ÉPOCA - Mas a presidente Dilma Rousseff, ao nomear Joaquim Levy, não fez esse gesto, reconhecendo seus erros?
Pessoa - Eu acho que ela está reconhecendo, mas, em política, a conversa é importante. Dada a ultrapassagem de sinal que eles deram e a prevenção que todo sistema político tem com o PT, eles teriam de fazer muito mais.
ÉPOCA - Se um acordo está difícil, isso significa que a crise vai se tornar mais aguda?
Pessoa - É muito difícil saber o timing disso. O mundo está muito paciente com a gente. O Brasil tem instituições boas. O joaquim Levy está fazendo um bom trabalho dentro das circunstâncias. O ajustamento cíclico avançou. A gente já consegue enxergar a inflação dentro da meta em 2017. Mas você tem um problema dramático que é o da insolvência do Tesouro Nacional. Por essas questões estruturais, essa insolvência, com o tempo, piora. A solvência não é atribuição do ministro da Fazenda, é problema da sociedade liderada pelo Executivo. Não vejo espaço político para uma concertação, mas a gente tem nos próximos dois anos um mundo de juros muito baixos, e isso dá um espaço para gente. É possível que a situação vá se deteriorando, mas que a gente consiga empurrá-la com a barriga por mais três anos e meio, até a próxima campanha presidencial, sem que haja um evento extremo até lá. E aí, em 2017, a gente discute o país e elege um governo para arrumar a casa. Mas, mesmo nesse cenário, otimista, não dá para ter crescimento porque você não endereça a questão do buraco fiscal. Fica todo mundo com o pé no freio porque sabe que vai ter um ajuste de contas lá na frente, mas não sabe a natureza dele. Isso cria uma incerteza.
ÉPOCA - A pauta-bomba no Legislativo ameaça esse cenário otimista. Como vê o comportamento do Congresso?

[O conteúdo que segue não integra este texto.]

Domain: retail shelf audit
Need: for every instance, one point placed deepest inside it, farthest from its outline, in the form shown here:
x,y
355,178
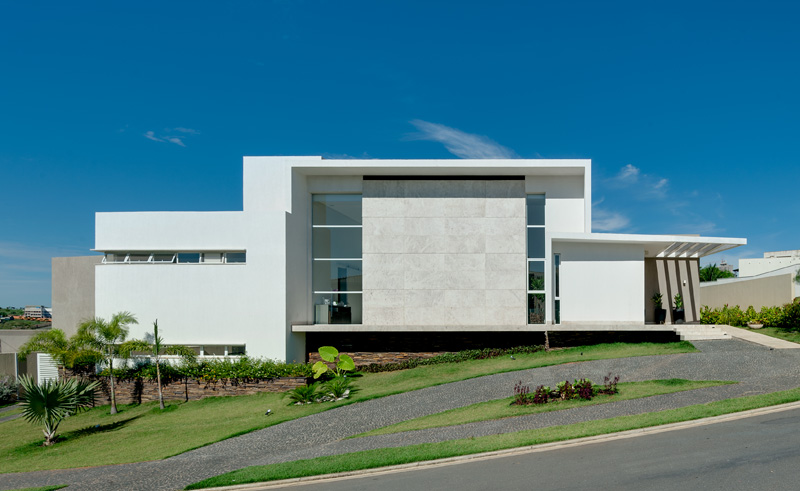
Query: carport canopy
x,y
659,246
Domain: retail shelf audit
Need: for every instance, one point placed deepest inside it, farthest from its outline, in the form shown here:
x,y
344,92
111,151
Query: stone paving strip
x,y
758,338
758,369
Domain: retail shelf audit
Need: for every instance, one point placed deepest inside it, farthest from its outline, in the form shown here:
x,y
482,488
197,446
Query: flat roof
x,y
316,165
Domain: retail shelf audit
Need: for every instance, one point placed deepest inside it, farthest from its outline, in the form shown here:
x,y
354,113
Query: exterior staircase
x,y
700,332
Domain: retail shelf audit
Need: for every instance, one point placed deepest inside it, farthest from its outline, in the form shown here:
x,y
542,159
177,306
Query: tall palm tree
x,y
105,337
156,348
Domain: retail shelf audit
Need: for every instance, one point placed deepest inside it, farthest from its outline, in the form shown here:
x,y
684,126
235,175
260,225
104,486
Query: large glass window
x,y
337,258
537,300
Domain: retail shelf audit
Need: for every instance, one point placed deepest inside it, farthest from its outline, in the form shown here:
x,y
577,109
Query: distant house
x,y
385,255
763,282
37,311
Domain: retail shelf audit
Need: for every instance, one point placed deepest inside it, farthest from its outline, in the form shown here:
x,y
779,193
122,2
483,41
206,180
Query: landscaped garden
x,y
432,451
96,437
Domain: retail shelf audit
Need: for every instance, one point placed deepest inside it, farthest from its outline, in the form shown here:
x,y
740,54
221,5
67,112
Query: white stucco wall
x,y
256,303
601,283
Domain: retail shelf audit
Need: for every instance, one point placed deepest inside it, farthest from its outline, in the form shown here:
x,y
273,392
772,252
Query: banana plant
x,y
342,362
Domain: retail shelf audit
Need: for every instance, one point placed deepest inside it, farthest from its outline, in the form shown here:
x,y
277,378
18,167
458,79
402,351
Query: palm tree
x,y
54,400
66,352
104,337
156,347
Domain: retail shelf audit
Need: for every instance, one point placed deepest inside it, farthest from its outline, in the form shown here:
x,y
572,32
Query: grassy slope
x,y
97,438
503,409
777,332
432,451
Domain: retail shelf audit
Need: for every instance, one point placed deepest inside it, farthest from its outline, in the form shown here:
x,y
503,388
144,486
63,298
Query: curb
x,y
544,447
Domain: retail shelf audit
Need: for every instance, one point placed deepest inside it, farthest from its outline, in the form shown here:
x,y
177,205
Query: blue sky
x,y
689,110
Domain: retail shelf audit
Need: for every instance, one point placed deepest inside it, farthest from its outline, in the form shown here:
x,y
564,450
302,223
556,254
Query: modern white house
x,y
392,255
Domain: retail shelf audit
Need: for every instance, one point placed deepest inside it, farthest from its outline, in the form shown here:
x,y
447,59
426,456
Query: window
x,y
557,288
235,257
536,259
336,258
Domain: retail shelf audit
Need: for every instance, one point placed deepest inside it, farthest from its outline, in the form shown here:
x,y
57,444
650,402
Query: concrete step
x,y
694,332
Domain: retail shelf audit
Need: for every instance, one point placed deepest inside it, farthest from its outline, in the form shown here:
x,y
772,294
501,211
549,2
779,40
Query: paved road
x,y
758,369
759,452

Pessoa - O petrolão também é um obstáculo para essa concertação política. O efeito do petrolão é menos na economia e mais nas dificuldades que ele introduz para agenda da política. Ninguém sabe o que vai acontecer, e aí as agendas individuais ficam mais importantes. Mas eu espero que, com a sinalização da Standard & Poors (sobre a possibilidade de rebaixamento da nota de crédito do Brasil), os deputados entendam a situação e aprovem a desoneração da folha de pagamentos como o ministro Levy tinha mandado ao Congresso em fevereiro. Os deputados deviam fazer isso pelo bem do país. O jogo dos parlamentares é votar coisas absurdas, como o fim do fator previdenciário, e deixar que a presidente vete. Eles querem desgastar o PT por tudo que o PT fez. É um pouco a resposta que os políticos estão dando a um grupo político que escolheu transpor alguns limites da política brasileira. Eu coloco a pauta-bomba nesse contexto. Mas eu acho que eles não vão derrubar os vetos da presidente. Eu espero que não.

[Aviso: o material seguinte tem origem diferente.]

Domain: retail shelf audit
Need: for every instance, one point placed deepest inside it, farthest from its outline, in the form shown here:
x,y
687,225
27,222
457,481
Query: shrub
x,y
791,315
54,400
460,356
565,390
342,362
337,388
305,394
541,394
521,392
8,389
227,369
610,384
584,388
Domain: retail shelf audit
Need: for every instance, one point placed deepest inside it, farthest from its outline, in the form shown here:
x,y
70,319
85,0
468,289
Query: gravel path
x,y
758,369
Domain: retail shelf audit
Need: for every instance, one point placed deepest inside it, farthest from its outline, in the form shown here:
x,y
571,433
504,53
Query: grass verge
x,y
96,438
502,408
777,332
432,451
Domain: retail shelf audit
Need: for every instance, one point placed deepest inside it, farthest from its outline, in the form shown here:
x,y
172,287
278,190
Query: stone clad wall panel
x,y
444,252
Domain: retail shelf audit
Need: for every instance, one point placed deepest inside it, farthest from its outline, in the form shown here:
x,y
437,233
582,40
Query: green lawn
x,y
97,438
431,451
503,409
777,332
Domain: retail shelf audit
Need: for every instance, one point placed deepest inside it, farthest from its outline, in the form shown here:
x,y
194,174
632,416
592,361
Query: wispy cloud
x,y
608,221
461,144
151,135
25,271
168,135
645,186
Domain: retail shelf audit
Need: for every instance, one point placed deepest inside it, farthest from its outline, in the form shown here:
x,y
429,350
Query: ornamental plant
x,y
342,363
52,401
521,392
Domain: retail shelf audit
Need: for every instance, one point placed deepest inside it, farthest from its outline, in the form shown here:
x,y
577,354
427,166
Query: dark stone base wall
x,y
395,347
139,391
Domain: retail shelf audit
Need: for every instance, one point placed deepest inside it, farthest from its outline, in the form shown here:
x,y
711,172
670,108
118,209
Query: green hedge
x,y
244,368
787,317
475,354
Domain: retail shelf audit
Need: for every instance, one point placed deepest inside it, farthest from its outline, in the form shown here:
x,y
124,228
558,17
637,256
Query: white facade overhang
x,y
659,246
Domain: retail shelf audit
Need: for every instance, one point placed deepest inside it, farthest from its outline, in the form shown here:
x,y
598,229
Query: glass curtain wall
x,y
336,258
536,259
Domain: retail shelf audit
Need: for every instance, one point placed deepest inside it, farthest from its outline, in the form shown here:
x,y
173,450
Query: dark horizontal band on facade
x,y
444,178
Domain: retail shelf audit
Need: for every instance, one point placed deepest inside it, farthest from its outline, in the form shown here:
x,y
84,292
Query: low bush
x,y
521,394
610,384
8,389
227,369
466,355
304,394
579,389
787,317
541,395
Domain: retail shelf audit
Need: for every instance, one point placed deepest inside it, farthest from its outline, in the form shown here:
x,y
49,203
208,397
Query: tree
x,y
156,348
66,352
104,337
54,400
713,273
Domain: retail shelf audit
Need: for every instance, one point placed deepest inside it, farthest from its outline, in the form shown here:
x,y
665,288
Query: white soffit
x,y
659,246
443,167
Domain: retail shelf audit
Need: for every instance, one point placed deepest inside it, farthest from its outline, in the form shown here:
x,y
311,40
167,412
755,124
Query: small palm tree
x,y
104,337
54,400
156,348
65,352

ÉPOCA - Esse não é um comportamento muito irresponsável, inclusive do PSDB?
Pessoa - Entendo esse comportamento, mas discordo dele. O PSDB só se enfraquece quando vota contra o seu legado.

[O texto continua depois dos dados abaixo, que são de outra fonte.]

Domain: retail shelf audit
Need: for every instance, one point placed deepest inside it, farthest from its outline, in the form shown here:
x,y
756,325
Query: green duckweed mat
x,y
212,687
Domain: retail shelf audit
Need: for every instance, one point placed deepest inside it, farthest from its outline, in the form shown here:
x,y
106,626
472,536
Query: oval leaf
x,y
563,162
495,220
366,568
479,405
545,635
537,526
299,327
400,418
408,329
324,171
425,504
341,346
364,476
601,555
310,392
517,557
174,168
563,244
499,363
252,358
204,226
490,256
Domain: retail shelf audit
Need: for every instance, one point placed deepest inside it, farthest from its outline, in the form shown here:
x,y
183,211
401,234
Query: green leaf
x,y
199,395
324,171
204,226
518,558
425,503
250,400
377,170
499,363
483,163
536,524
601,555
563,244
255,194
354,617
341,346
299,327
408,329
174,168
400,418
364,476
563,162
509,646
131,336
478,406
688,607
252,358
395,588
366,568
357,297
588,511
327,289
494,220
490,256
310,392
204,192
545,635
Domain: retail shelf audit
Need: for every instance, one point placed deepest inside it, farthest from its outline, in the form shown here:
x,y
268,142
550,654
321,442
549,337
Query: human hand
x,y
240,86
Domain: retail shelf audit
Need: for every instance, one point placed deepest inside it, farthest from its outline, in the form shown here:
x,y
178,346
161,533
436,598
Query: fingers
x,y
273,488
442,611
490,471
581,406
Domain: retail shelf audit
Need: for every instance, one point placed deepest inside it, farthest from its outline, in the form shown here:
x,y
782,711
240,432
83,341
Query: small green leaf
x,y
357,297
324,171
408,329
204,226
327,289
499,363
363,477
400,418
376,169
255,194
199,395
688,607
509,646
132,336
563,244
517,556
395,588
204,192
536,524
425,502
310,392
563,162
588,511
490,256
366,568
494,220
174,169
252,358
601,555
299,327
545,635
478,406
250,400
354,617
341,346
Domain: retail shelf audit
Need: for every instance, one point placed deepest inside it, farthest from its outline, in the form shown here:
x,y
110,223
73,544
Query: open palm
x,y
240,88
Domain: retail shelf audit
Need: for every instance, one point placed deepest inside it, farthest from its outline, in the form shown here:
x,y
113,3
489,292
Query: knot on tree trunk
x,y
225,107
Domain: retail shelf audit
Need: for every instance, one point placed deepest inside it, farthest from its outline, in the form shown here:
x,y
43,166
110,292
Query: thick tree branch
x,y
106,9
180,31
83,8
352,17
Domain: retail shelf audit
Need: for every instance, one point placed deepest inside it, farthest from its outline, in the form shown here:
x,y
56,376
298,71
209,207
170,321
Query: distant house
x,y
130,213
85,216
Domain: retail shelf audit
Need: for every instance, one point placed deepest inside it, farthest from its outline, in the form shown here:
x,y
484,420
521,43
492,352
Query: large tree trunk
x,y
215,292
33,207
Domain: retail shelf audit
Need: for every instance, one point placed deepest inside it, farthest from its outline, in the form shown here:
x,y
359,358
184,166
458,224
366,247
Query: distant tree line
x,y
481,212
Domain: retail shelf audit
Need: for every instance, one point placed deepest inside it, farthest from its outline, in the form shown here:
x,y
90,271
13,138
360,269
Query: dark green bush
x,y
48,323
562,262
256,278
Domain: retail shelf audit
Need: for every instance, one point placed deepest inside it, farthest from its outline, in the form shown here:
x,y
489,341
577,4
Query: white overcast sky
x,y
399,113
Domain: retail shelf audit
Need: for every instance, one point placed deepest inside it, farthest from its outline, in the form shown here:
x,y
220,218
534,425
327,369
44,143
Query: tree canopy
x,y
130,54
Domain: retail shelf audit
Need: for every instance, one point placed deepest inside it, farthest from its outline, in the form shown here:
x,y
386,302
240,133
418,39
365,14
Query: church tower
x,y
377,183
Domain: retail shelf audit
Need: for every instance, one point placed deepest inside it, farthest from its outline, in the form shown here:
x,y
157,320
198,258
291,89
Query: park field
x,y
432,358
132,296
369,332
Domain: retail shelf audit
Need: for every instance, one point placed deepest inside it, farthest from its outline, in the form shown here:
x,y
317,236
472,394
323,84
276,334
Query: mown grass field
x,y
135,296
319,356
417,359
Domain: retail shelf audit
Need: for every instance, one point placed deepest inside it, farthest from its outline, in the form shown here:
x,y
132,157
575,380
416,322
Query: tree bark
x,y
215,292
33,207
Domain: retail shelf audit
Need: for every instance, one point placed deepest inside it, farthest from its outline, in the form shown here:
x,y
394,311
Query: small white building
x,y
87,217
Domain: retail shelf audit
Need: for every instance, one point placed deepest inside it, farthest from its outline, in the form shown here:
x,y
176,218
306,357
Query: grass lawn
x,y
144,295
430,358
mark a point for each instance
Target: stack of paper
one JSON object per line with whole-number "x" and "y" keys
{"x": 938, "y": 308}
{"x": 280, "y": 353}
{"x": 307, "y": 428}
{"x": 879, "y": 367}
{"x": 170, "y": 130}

ÉPOCA - O senhor era uma voz moderada, a favor do diálogo. Por que mudou?
Pessoa - Eu também sou efeito de uma cicatriz de uma campanha sórdida e suja. Além disso, a partir de 2009, a política econômica ficou um desastre. A nova matriz econômica é a política econômica mais malconduzida da história da República. Você pega um navio com 200 milhões de habitantes e faz invencionices, destrói uma política econômica estável que a gente ficou 20 anos construindo com dificuldade. A gente voltou para trás. A vida da minha filha vai ser pior porque essa equipe que estava no governo atrasou o país em 20 anos.